El cuadro
Una tarde, en mi exposición de pintura, en un local de Moisés House, en Ámsterdam, entró en la sala una jovencita de rostro cándido, de cabellera dorada en cascada hasta la cintura. Ataviada con blancos tejidos vaporosos. La falda le llegaba casi a los tobillos, y su traslucidez permitía adivinar la belleza de sus largas piernas. Portaba una blusilla de manga corta, que si bien holgada, silueteaba sus senos de Venus. Calzaba ligeras zapatillas romanas. No llevaba nimbo, tampoco alas, pero yo empezaba a considerar como probable, que me hallaba en presencia de un ángel.
No conseguía apartar la mirada de su dulce garbo. Se volvió hacia mí y me saludó con un leve gesto de cabeza, al cual correspondí con una sonrisa, un tanto estúpida, aunque frenado por mi turbación, pude hacer un gesto de amable elegancia, con tanta galanura como Luis XV, para animarla a visitar la exposición. Ella asintió con gentileza y durante una hora de andar pausado, se recreó deteniéndose en cada obra. Al sentirse atraída por una en especial, se volvió y me requirió con una voz sin afectación, en perfecta armonía con su etéreo donaire.
—Por favor, esta pintura ¿me la puede definir un poco?
Me acerqué trémulo embrujado por su encanto y su hálito de lavanda.
—Se trata de una metáfora poética. A primera vista es una flor, sin embargo, tiene una segunda lectura… es a la vez un sexo femenino y una flor…
—Me gusta mucho. ¿Cuánto vale?
—Trescientos euros — Le dije mintiendo, pues el verdadero precio doblaba la cantidad.
— Si mi padre me ayuda, se lo compraré. Voy a instalarme con mi compañero en un pequeño apartamento para estudiante y me encantaría colgar el cuadro a la cabecera de la cama… ¿Puede usted reservarlo hasta mañana por la tarde?
—Desde luego — respondí. ¿Cómo negarme?
La joven abandonó el recinto dejando en el aire su perfume a naturaleza.
Al día siguiente, ya casi a punto de cerrar el local, el ángel apareció de nuevo, se acercó y, llanamente, me dijo con aire compungido:
—Lo siento, mi padre opina que no tengo que meter dinero en cosas inútiles. Ha sido categórico. ¡Yo tenía tanta ilusión! No importa…Otra vez será.
Se encogió de hombros y me tendió la mano que, al tenerla en la mía, desató riachuelos de estremecimiento por todo mi cuerpo. Después se alejó. Al verla partir, descolgué el cuadro y con él corrí hacia ella.

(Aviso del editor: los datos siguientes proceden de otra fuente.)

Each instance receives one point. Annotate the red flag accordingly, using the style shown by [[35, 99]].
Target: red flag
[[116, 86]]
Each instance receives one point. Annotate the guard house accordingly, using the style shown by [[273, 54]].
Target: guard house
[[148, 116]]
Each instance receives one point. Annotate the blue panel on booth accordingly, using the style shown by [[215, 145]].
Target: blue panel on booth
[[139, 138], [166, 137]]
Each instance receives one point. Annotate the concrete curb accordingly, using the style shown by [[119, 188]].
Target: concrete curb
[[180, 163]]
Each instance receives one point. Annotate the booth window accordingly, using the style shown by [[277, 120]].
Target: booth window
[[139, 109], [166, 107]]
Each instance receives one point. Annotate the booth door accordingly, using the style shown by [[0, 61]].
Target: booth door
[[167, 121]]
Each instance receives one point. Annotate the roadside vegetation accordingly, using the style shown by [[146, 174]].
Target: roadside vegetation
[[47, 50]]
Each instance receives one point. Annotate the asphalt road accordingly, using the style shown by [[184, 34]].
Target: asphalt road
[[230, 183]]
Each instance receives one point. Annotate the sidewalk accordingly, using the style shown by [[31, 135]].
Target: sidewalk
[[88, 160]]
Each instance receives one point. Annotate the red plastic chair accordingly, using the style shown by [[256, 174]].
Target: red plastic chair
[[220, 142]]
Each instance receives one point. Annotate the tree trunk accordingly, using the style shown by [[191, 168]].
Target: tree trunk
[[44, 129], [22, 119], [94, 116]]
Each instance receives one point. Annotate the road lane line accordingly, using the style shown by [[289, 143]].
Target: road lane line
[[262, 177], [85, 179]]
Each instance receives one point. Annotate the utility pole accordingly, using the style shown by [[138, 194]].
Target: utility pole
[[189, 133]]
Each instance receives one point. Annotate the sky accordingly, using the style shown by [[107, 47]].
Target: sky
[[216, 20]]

—No puedes comprarlo, pero nada impide que te lo regale, solté tartamudeando.
La jovencita me miró pasmada.
—No, no puedo aceptarlo, no debo aceptarlo ¿Por qué lo hace?
—Pues… soy incapaz de romper una ilusión tan lírica como la tuya por una cuestión de dinero.
Ella tomó el cuadro indecisa, con expresión de no creérselo.
—Sé feliz, le dije.
Musitó gracias en holandés, me dio en la mejilla un beso de pétalo de rosa y se fue…
Al otro día, sobre las doce de la mañana, sonó el teléfono de la sala.
— Good morning. Hello, please, ¿el pintor español?, preguntó alguien en un pésimo francés. Soy el padre de la joven vestida de blanco que estuvo ayer en su exposición.
— Buenos días, dígame.
— ¿Cuánto le ha pagado por ese…digamos, nuevo capricho?
— No ha pagado nada, señor, se lo he regalado.
– ¿Cómo lo ha pagado?, preguntó con una entonación impertinente que no me gustó nada.
— Señor, ¿sospecha que su hija se ha acostado conmigo para conseguir el cuadro? Pues no, ¿vale? Simplemente, no he podido privarla de su ilusión por una cuestión de dinero. Dígame, ¿qué clase de padre es usted?
Mi interlocutor cortó de golpe.
— Espero que ese idiota no vaya a presentarse aquí con intenciones de gresca, me dije.
No se presentó. Pero al final de la jornada, la joven etérea, princesa de la sonrisa, llegó con una cestilla plena de manzanas, que me ofreció con solemnidad.
—Es para ti. No tengo otra cosa para agradecer tu gesto, dijo con su voz tan dulce como los frutos que me entregaba.
Emocionado cogí la cesta. La joven se alejó con pasos de terciopelo. Me quedé mirándola, convencido de que la vería levitar camino de las nubes.